A document from 1928 shows the structure of the Mission: dining room and kitchen in the basement, a kindergarten on the first floor, playroom and the administration offices on the second floor, and dormitories above. An occupancy certificate from the same year also lists the building as “nonfireproof.” The children would discover this very quickly.
The New York Times reported that there were 13 fires in the Mission between the years of 1910 and 1912 alone. While flammability was a regular feature of New York apartment buildings at the time, other reasons may well have put the Mission at risk. In 1912, a succession of three fires in three weeks, all of which were in closets and discovered by the same 10-year-old boy, led to his being banned from the annual summer trip to Bradley Beach. Six-year-old Joe De Rocca set fire to his bed in 1911 after lighting a match to look for “hidden pennies.” (Joe protested that this was not true.) Fires sometimes create unexpected heroes. They can also reveal unexpected arsonists. The Howard Mission had both. When 14-year-old Jennie Castrelli discovered a fire in a clothes closet on the upper floor, she didn’t want to scare the younger children, so she told the superintendent Susan Oliffe that there was rain coming through the roof. While the superintendent was dealing with the blaze, Jennie led the 13 other children out of the building. Two years later, in February of 1913, Katherine Weiler, 13, and Anne Schafer, 14, ended up in Children’s Court, where they admitted to a judge that they had set several small fires and used the distraction to steal $50, which they spent on candy and other items.
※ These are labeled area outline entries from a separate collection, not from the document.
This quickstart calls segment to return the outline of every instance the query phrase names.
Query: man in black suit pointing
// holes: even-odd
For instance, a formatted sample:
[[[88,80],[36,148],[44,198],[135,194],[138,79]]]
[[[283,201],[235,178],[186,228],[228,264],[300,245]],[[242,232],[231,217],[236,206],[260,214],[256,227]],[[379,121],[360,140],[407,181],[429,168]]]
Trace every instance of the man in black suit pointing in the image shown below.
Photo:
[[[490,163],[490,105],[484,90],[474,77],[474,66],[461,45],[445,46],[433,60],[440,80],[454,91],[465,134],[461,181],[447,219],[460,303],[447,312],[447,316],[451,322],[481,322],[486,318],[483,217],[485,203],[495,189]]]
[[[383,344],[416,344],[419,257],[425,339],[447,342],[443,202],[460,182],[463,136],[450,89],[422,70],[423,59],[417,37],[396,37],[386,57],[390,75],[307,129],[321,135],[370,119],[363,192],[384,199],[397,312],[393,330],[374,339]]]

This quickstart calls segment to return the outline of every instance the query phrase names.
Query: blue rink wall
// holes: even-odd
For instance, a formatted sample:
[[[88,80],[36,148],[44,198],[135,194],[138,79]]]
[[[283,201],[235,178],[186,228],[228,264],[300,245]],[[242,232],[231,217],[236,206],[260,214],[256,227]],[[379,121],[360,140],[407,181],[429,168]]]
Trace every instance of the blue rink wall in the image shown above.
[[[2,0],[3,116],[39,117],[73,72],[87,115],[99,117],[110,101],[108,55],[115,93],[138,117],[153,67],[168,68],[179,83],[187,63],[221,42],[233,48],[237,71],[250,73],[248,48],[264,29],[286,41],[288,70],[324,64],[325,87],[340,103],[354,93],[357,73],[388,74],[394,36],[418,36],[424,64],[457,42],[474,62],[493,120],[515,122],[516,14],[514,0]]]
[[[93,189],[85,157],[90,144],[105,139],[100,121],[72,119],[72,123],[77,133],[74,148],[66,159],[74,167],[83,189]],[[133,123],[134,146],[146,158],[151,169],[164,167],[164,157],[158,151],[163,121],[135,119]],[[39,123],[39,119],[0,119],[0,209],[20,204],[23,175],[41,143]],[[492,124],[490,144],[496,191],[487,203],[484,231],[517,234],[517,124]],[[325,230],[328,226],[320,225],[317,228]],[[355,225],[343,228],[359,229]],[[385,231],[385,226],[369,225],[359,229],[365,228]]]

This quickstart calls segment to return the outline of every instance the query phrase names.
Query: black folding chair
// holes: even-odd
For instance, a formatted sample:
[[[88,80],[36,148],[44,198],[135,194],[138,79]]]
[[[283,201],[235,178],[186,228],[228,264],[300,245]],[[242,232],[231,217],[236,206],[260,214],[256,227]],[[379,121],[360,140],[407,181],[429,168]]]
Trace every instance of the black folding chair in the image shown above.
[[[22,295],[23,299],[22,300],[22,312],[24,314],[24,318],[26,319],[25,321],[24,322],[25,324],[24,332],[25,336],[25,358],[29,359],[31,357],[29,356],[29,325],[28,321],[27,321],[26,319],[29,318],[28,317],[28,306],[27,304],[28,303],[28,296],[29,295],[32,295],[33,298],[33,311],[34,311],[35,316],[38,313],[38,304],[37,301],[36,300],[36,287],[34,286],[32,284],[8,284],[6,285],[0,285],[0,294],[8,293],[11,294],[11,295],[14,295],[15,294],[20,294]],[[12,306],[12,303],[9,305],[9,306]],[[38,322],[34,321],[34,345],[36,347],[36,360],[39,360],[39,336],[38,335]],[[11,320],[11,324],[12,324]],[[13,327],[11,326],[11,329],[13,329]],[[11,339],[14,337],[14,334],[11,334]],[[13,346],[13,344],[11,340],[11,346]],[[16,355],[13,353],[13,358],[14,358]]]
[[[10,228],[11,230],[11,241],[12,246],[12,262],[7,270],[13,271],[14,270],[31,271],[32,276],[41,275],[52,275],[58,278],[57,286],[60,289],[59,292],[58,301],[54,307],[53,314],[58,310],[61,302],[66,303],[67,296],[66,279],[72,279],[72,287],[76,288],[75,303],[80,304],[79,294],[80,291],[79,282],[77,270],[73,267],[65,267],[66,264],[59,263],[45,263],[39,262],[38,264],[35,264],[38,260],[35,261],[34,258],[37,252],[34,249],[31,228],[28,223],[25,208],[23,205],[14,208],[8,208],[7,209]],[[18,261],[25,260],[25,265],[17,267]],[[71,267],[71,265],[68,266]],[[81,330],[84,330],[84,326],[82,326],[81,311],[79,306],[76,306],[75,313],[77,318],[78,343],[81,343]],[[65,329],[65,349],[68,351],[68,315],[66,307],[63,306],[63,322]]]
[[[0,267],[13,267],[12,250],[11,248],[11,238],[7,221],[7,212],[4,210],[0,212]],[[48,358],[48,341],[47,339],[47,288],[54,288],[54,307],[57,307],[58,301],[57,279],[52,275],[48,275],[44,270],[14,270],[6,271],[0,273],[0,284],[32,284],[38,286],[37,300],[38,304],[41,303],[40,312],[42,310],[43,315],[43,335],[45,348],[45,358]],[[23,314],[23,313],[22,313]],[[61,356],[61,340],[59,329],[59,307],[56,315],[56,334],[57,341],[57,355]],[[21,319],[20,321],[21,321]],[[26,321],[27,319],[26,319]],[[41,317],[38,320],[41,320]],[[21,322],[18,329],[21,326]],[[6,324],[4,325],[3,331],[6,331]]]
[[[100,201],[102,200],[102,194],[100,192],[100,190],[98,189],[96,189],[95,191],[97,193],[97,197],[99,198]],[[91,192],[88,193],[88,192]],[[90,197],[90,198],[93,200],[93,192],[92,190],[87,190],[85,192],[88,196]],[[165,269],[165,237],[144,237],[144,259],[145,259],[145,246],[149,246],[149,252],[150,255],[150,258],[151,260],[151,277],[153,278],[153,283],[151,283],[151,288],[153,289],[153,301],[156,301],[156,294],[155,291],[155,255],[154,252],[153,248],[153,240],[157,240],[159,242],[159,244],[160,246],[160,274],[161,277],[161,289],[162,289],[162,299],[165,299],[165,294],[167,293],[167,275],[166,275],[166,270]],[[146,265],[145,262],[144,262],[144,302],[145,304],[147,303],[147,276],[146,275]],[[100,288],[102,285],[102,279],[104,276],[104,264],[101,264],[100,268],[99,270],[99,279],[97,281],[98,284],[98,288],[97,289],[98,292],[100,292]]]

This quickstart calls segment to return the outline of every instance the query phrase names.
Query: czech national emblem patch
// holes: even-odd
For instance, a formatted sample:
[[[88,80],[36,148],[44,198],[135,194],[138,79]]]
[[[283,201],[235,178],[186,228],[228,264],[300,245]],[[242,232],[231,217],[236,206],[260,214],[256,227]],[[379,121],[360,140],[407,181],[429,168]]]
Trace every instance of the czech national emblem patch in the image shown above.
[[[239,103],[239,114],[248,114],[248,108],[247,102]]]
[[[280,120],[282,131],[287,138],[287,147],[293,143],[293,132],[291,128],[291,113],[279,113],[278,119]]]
Gradually, the demographics of the Howard Mission began to change. Beginning in 1925, in the prelude to the widespread economic hardship of the Great Depression, more and more of the children accepted were US-born. This trend would remain until the Mission sold the home in 1944. At that point, it underwent substantial renovations and a conversion of its rooms into apartments. It went through multiple owners and housed many tenants, reflecting in each incarnation the neighborhood around it. Most notably, in 1981 the building housed the first iteration of Patti Astor’s FUN gallery for graffiti art, pre-empting the explosion of the East Village art scene. A Home For Little Wanderers, and the Occasional Arsonist
Today, 225 East 11th is an apartment building that also houses the law office of Askold Lozynskj, an attorney and former president of the Ukranian Free Congress. There’s no plaque indicating its history, nothing to commemorate the children who ran up and down its staircases. It’s not the type of space in which the past does much to inform its present. Yet outside its walls, a new generation of little wanderers are traipsing to school, enduring long commutes on the subway and spending their nights in shelters. At one lower East Side public school, nearly half the students are homeless. The Mission at 225 East 11th Street was an institution that came and went with a specific era. But the poverty and social ills it tried to eliminate still exist, maybe not on East 11th Street, but not too far away.